Dönüyorum. Celal Şengör.
Etrafıma biraz eğiliyor ve “Ballı sırlı!” tezgahın üzerindeki bayana ve ben ona sadece bir saniye bakıyorum, sonra gülümseyip teşekkür ediyorum. Parasını ödemek üzereyim ve “Olamaz bu benden” der ve hemen orada öder. Hayretler içinde kaldım, çok güzeldi.

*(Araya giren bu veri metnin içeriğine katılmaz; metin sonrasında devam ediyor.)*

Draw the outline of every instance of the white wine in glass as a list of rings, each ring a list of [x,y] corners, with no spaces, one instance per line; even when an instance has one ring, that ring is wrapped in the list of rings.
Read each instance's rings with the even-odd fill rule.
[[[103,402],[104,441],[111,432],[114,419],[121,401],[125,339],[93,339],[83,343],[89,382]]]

Sokağın karşısında bir yerde kahve içtik. Meğer Çinçin yakınlarında çok pahalı bir yerleşim bölgesinden bir ev almış ve bir süredir orada yaşıyormuş. Şarküteri malzemeleri kötüye gideceği için havalanmak zorunda kalmadan önce yaklaşık 45 dakika bilimsel kariyeri olmayan her şey hakkında konuştuk. Elini sıktım ve bugün benim yılımı yaptığını söyledim. Gülümsedi ve lastik demiriyle kafama vurdu. Yerden yukarı baktım, gözlerim kendi kanımla kaplıyken, başının üzerine kaldırılan bir örsün bulanık bir görüntüsünü fark ettim. Kulaklarımdaki çınlamadan, örs düşüp kafatasımı ezip hayatımı sona erdirmeden önce muhtemelen esprili bir ayrılık cümlesini duyamadım.